NEW YORK - "The holy grail of coins" and two of the world’s most valuable items in stamp-collecting are going up for auction next week in New York and could sell for a combined $37 million.
The three items, an "elusive" 1933 Double Eagle Coin, the sole-surviving British Guiana One-Cent Magenta and a sheet of U.S. postage stamps with a printing error called the Inverted Jenny Plate Block, are all poised to set new world auction records in their respective categories, according to Sotheby’s New York, which is holding the sale on June 8.
The treasured items are from the personal collection of fashion designer Stuart Weitzman.
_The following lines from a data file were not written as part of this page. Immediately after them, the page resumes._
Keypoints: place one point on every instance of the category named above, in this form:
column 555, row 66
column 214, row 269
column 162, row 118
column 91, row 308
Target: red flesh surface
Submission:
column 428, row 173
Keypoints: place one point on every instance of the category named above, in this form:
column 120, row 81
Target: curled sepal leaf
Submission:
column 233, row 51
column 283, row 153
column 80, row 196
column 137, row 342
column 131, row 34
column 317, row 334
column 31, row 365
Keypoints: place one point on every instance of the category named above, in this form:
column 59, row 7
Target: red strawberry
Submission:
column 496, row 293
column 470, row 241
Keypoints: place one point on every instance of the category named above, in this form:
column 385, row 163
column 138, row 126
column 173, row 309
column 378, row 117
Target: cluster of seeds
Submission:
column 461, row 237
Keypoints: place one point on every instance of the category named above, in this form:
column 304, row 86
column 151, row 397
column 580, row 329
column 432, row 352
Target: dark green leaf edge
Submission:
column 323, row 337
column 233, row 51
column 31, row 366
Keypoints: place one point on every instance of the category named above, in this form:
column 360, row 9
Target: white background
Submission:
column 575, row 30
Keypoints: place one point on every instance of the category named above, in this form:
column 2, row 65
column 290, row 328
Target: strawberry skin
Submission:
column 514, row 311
The 1918 24-Cent Inverted Jenny Plate Block, 1933 Double Eagle coin and 1856 British Guiana One-Cent Magenta are pictured in a provided image. (Photo courtesy of Sotheby’s)
The 1933 Double Eagle coin
The 1933 Double Eagle coin, which is a $20 gold coin, last set a world record when Weitzman purchased the coin in 2002. It is America’s last gold coin struck for circulation, featuring Liberty on one side and an American eagle in flight on the other. However, President Franklin Roosevelt in 1933 took the country off the gold standard and almost all 1933 Double Eagles were ordered destroyed, Sotheby’s said.
But a handful later appeared on the market, prompting a Secret Service investigation in 1944 that determined "all 1933 Double Eagles in collectors’ hands had been stolen from the United States Mint, and therefore illegal to own," the organization said.
The whereabouts of the coin going up for sale on June 8 remained a mystery until 1996 when it was seized by the Secret Service in a sting operation at the Waldorf Astoria in New York, Sotheby’s said. After a years-long legal battle, the U.S. government permitted this single 1933 Double Eagle to be privately owned.
The 1933 Double Eagle coin (PHOTO BY SQUAREMOOSE via SOTHEBY’S)
To this day, Stuart Weitzman’s 1933 Double Eagle is "the only example the United States Government has ever authorized, or ever intends to authorize, for private ownership," Sotheby’s said.
The 1856 British Guiana One-Cent Magenta
The sole-surviving example of the 1856 British Guiana One-Cent Magenta has been heralded as "the pinnacle of stamp collecting" for more than a century, Sotheby’s said.
It has set a new record price for a single stamp each of the four times it has sold at auction. It last sold to Weitzman in 2014 at Sotheby’s for $9.48 million, nearly one billion times its original face value, the organization said.
The stamp hails from British Guiana, known today as the independent nation of Guyana. Its history begins in 1852 when the colony's stamps were all imported from England, Sotheby's said. But a clerical error in 1855 led to a shortage of the stamps, prompting the British Guiana postmaster to turn to the printers of the local Royal Gazette newspaper to commission a contingency supply of stamps for the following year: the one-cent black on magenta-colored paper, a four-cent magenta, and a four-cent blue.
*The 1856 British Guiana One-Cent Magenta* (PHOTO BY SQUAREMOOSE via SOTHEBY’S)
The sole-surviving example of the one-cent magenta was first rediscovered in 1873 by a 12-year-old schoolboy living with his family in British Guiana. It then passed through several notable stamp collections — before ultimately making its way to Weitzman.
Sotheby’s said anticipates that both the British Guiana and Double Eagle coin will sell for an estimated $10 million to $15 million each — and will set new world auction records in their respective categories.
The 1918 24-Cent Inverted Jenny Plate Block
Called the 1918 24-Cent Inverted Jenny Plate Block, the very first U.S. airmail issue is the "most famous and valuable item" in the United States stamp collecting — thanks to a printing error, Sotheby’s said.
The United States Postal Service released a special bi-colored stamp in May 1918 featuring a blue Curtiss JN-4 "Jenny" biplane – the country’s first airmail carrier – surrounded by a carmine red frame. A printing error resulted in a single sheet of 100 stamps with the biplanes appearing upside-down, the organization said.
The 1918 24-Cent Inverted Jenny Plate Block sold for $24, the face value of the 100 stamps, to cashier and stamp collector William T. Robey.
"Robey recognized the rarity of the flawed sheet and rebuffed the USPS demands that he return the stamps after they learned of their mistake," Sotheby’s said on its website. "Instead he sold the sheet just a few days later marking the beginning of the wild and sinuous journey of the 100 Inverted Jennies, which encompasses some of the greatest stories in American stamp history."
The 1918 24-Cent Inverted Jenny Plate Block (PHOTO BY SQUAREMOOSE via SOTHEBY’S)
It last appeared on the market 16 years ago when it sold at auction for $2.97 million. It was later purchased privately by Weitzman in 2014.
Sotheby’s said it expects the Inverted Jenny to eclipse its own record for an American philatelic item and sell for an estimated $5 million to $7 million.
This story was reported from Cincinnati.